A VISIT to Edinburgh by the Vienna Boys’ Choir promises the best in traditional choral music and chart-topping pop tunes too.
As BOY bands go, the 500-year-old world-famous Vienna Boys’ Choir has outlasted any modern-day pop combo you care to mention. For a start there are four of them – Vienna Boys’ Choirs that is – 100 boys in all, with any two or three of the 25-strong choirs touring the world at any given time. So busy is that touring schedule, there’s barely a moment when all four can to be found at the same time at their historic home – Vienna’s iconic Palais Augarten, gifted to the choir in 1948 .
As I write, the Brucknerchor (each touring outfit is named after a distinguished Austrian composer associated with the choir’s history) is in Australia and New Zealand, with Taiwan and Korea still to entertain on the way home; the Schubertchor is not long back from Japan; the Mozartchor is enjoying some home time in Vienna following recent jaunts to South America, Russia and Kuwait; while the Haydnchor is currently packing its cases for an imminent tour of the UK.
It’s the last of these that will interest us, as it is these boys of the Haydnchor who will raise the rafters of the Usher Hall in Edinburgh on 7 October, in an afternoon programme that is mostly what you’d expect from the sailor-suited choristers – motets by Mozart, Rheinberger and earlier Renaissance pieces by Gallus (a good Glasgow name) and Caldara, and no doubt music from the immortal Viennese waltzing Strausses, which is their trademark encore.
But prepare for one particular surprise. For in a part of the programme encompassing “Contemporary Vienna”, the boys will turn their characteristically fruity tones to the music of New York Bronx-born Billy Joel – his 1977 hit Vienna. Surely not. Isn’t that a bit like asking Julie Andrews and the Von Trapp kids to encore Doh! a deer with Rock around the Clock?
Not according to Gerald Wirth, overall artistic director of the Vienna Boys Choir. “Everyone expects us to sing Strauss,” he says. “We will do in Edinburgh what we usually do – some of that very traditionally based Central European repertoire that includes Renaissance motets, moving through Haydn, Mozart, and Brahms. But we will also incorporate music by Billy Joel, because he, as well as his song, has a close association with Vienna.”

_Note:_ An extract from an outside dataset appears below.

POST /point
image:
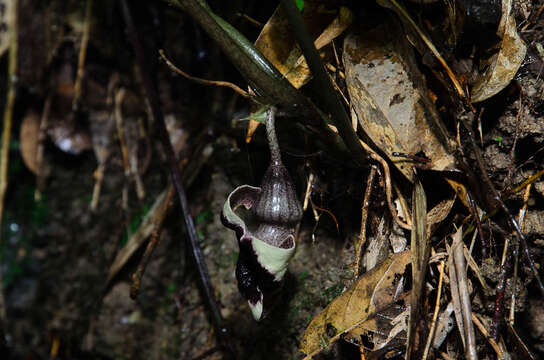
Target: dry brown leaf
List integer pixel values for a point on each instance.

There is, it seems, a family link. When Joel’s German-born father split from Billy’s mother in 1960, Howard Joel moved from America to Vienna, where he had another son, Alexander Joel, with his new wife in 1971. “Billy’s Vienna-born half-brother was a conductor in Vienna for many years,” Wirth explains. The younger Joel is now general music director of the Staatsorchester Braunschweig in Germany, having previously been musical director of the Deutsche Oper am Rhein.
Having visited the Vienna Boys’ Choir school some 12 years ago, I can see how natural a thing it is for these boys to sing modern-day pop ballads with the same stylistic acumen as Mozart or Haydn. For they really are just ordinary boys, who plaster their dorm walls with adolescent pin-ups, run around in jeans and trainers, and generally get up to all the same tricks as other boys of their age.
The cutesy sailor suits might transform their stage appearance, and the vocal strains may be cultured to a point of angelic perfection, but the excitable spirit of youth shines through in any of the 300 or so performances that each choir is likely to give in any year.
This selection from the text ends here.